Codepoint Differentiation

Date: Mon Feb 21 2005 - 06:38:52 CST

  • Next message: Erik van der Poel: "Re: [idn] IDN spoofing"

    Content-Type: text/plain; charset=us-ascii
    Content-Transfer-Encoding: 7bit


    I've been pondering the concept of using some kind of "differentiators" to
    define sub-meanings for codepoints. I see some discussion in the list archives
    of Variation Selectors (which I was thinking of). But it sounds like there are
    some problems with using them (or at least so with combining codepoints). I'm
    afraid the technical details are beyond me.

    So what is the current status with this subject?

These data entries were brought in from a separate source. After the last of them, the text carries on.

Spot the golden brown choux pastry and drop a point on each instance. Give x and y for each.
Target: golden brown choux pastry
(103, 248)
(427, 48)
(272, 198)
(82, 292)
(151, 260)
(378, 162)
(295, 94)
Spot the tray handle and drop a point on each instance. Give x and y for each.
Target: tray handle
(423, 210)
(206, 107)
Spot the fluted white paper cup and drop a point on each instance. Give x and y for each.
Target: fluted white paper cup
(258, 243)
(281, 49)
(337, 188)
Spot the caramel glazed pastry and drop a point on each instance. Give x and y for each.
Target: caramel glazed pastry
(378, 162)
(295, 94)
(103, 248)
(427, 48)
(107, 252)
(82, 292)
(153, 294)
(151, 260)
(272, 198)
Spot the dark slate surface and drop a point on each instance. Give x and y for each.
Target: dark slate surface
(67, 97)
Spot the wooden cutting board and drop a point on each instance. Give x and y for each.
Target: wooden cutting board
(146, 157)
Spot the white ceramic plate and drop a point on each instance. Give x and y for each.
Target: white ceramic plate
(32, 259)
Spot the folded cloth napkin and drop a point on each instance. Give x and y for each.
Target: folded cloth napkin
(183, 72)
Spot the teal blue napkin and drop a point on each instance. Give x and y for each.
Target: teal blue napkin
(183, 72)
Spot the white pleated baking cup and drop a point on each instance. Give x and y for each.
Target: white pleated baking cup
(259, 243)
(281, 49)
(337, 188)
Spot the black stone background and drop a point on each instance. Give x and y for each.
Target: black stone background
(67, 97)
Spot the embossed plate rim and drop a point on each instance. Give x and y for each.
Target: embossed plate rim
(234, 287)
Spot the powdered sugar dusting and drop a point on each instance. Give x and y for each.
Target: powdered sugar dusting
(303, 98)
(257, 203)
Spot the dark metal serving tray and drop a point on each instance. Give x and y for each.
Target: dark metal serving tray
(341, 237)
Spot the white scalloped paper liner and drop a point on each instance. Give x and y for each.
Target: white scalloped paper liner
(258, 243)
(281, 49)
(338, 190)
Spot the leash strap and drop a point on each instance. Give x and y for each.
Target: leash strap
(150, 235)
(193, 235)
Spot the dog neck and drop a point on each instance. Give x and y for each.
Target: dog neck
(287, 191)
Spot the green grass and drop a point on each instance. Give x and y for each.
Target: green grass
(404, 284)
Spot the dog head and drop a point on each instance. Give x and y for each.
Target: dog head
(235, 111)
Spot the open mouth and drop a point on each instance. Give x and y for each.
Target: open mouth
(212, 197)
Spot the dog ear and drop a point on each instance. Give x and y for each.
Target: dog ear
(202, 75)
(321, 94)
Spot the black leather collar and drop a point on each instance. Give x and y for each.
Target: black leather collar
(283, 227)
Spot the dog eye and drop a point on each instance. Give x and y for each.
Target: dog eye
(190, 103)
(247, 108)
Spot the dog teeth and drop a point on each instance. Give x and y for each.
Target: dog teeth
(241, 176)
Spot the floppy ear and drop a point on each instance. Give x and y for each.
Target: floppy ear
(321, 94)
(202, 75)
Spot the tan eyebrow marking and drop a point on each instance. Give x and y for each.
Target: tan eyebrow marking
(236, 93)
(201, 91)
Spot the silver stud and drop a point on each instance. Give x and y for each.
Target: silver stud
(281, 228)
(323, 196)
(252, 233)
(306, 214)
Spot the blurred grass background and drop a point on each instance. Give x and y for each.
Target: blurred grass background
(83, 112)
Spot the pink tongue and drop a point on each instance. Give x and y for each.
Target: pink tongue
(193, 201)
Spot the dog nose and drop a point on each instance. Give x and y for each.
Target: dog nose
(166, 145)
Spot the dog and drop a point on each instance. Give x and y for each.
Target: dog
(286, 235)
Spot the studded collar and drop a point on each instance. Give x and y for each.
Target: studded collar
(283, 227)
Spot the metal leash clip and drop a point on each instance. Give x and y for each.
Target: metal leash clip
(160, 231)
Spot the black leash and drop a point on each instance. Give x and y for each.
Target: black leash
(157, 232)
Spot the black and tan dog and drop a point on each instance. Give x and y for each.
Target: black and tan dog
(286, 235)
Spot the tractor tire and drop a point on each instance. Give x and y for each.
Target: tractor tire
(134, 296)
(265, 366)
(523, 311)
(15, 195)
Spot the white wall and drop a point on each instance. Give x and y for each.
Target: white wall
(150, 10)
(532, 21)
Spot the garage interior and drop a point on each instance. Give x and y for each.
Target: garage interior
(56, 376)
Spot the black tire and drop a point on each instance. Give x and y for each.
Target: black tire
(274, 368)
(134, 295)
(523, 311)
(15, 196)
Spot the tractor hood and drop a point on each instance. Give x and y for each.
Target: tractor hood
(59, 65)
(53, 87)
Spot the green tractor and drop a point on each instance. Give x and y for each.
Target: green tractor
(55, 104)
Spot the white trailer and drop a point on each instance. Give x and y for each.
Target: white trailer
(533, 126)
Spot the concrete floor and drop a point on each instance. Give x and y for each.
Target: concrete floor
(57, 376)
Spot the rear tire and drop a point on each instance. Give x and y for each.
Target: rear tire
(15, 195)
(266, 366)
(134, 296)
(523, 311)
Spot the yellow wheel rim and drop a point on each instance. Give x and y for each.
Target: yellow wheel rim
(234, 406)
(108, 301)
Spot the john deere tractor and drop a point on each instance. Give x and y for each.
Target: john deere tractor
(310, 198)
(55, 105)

    Is there actually any problem with using Variation Selectors as-is to
    differentiate non-combining characters -- such as these applications:

     - Serbian Cyrillic Small "t"
     - Coptic letterforms for Greek letter codepoints
     - complete Archaic Greek and Asia Minor scripts aligned to Greek letter codepoints
     - several functions for two-directional case change with German Sharp S
     - alternate CJK ideographs and syllabographs
    Also, is it possible to redefine the behavior of Variation Selectors so that
    they could be used with combining marks, or create a new class of
    "differentiator" codepoints that could be used with combining marks instead?
    Some applications for this:

     - umlaut vs. diaeresis
     - "low acute" vs. "high acute"
     - Greek circumflex (perispomeni) in Greece vs. West
     - Greek capital letters with subscript (Greece) vs. adscript (West)
     - alternate Indic ligatures

    I can elaborate on most of these points on request, especially umlaut vs.
    diaeresis which you think has been solved with the CGJ but still has vital problems.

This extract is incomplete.